The UK’s A level results came out this week and amongst all the opinions and emotions expressed I found the above graph profoundly significant. Essentially the whole ‘Exam Debate’ comes down to one simple question: Does this graph indicate a success, or a failure? Those who think it indicates a success attribute the rise to better teaching and those who think it indicates a failure attribute the rise to falling standards. I attribute the rise to what I call ‘wrong headedness’ – a complete inability to understand what A levels – and exams more widely – are for.
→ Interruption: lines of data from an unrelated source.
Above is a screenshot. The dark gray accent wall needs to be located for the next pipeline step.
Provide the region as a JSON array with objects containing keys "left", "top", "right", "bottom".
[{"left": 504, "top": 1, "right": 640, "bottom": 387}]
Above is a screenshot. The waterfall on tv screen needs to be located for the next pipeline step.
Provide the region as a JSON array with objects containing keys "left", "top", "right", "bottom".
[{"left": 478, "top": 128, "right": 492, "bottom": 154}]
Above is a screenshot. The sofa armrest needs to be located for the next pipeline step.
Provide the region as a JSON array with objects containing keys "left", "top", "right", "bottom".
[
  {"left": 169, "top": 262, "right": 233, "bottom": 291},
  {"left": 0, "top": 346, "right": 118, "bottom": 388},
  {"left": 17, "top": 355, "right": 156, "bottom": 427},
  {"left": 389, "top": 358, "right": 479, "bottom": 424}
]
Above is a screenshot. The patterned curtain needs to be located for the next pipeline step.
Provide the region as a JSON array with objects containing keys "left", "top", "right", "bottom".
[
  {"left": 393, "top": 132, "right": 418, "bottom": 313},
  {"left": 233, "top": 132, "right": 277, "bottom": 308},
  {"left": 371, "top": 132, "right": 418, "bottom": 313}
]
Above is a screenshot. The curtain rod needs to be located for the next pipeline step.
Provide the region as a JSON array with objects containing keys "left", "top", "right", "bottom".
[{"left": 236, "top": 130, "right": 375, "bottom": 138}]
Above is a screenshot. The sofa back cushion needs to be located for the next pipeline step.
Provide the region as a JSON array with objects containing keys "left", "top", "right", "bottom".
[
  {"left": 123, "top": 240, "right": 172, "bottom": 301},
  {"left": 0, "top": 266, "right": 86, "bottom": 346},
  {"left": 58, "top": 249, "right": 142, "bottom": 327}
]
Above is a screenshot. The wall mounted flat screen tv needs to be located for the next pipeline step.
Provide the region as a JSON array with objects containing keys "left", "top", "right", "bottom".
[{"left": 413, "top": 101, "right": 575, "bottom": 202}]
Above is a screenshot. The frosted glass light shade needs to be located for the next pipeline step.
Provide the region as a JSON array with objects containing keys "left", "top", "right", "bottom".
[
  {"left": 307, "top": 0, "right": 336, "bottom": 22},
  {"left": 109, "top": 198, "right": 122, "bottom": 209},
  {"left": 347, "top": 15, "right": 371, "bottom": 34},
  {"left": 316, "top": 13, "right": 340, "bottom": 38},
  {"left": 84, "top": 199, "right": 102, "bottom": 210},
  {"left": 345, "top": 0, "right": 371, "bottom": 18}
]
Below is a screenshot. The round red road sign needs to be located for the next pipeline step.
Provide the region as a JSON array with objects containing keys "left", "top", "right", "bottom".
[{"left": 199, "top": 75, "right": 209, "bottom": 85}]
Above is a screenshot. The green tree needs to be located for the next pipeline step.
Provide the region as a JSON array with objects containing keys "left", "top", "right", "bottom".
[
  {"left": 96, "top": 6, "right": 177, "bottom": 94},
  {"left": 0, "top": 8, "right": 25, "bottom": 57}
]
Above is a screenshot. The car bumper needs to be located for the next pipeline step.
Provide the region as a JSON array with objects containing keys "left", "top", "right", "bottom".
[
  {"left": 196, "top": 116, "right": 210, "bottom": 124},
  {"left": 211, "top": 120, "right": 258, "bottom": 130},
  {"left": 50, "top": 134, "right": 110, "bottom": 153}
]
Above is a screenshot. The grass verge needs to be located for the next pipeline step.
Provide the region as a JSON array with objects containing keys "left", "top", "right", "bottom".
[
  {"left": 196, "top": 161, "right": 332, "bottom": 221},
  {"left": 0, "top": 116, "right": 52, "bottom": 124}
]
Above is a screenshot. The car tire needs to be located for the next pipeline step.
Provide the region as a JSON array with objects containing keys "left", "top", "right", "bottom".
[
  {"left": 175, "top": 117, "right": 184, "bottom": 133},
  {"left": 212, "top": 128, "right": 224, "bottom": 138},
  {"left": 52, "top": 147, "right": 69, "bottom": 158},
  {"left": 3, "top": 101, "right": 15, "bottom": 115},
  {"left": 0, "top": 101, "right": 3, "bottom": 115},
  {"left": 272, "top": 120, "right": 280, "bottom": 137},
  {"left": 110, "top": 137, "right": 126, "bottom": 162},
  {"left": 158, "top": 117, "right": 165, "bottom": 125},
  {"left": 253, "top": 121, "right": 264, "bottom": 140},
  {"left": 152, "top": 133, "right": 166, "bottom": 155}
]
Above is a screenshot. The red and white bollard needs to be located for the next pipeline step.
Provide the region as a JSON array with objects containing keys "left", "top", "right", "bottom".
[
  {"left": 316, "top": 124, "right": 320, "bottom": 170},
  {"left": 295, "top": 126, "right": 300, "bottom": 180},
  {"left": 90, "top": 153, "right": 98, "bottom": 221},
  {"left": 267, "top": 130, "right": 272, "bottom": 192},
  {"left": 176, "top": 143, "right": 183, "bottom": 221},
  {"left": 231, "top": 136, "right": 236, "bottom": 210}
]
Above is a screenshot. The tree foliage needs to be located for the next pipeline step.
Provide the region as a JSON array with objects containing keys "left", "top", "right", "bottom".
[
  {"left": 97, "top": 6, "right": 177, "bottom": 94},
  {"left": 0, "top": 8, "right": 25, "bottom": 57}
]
Before 1985, getting an A grade at A level meant that a student had received an mark in the top 9% of results. In most subjects this mark was determined by performance in one or two exams taken at the end of a two year course of study. The purpose of the grading was to discriminate amongst the students. It offered teachers collectively no chance to improve. After 1985, everything changed and has kept changing ever since. The major shift was to a system where an A grade indicated a particular level of achievement. This offered the possibility that if teaching improved then more children would receive A grades. However changes in the style of exam, the modular exam system (which means that no one is ever tested on the whole syllabus) and the frankly appalling system in which the exam boards became wholly owned by publishers, means that a simple interpretation of the above as representing an improvement is not very convincing.
One role of our school system is to pass on the accumulated knowledge and understanding of our culture: this sounds rather pompous but it is true. It is hard to think of a more important task for any culture to undertake. The role of exams within this system is (very broadly) to check that this is being done. More specifically it needs to BOTH check that students know certain things by demonstrating a basic understanding AND to discriminate amongst the students and identify those with special talents or affinities. The above graph – and its seemingly unstoppable linear trend – indicates a collective failure to recognise the second purpose of exams.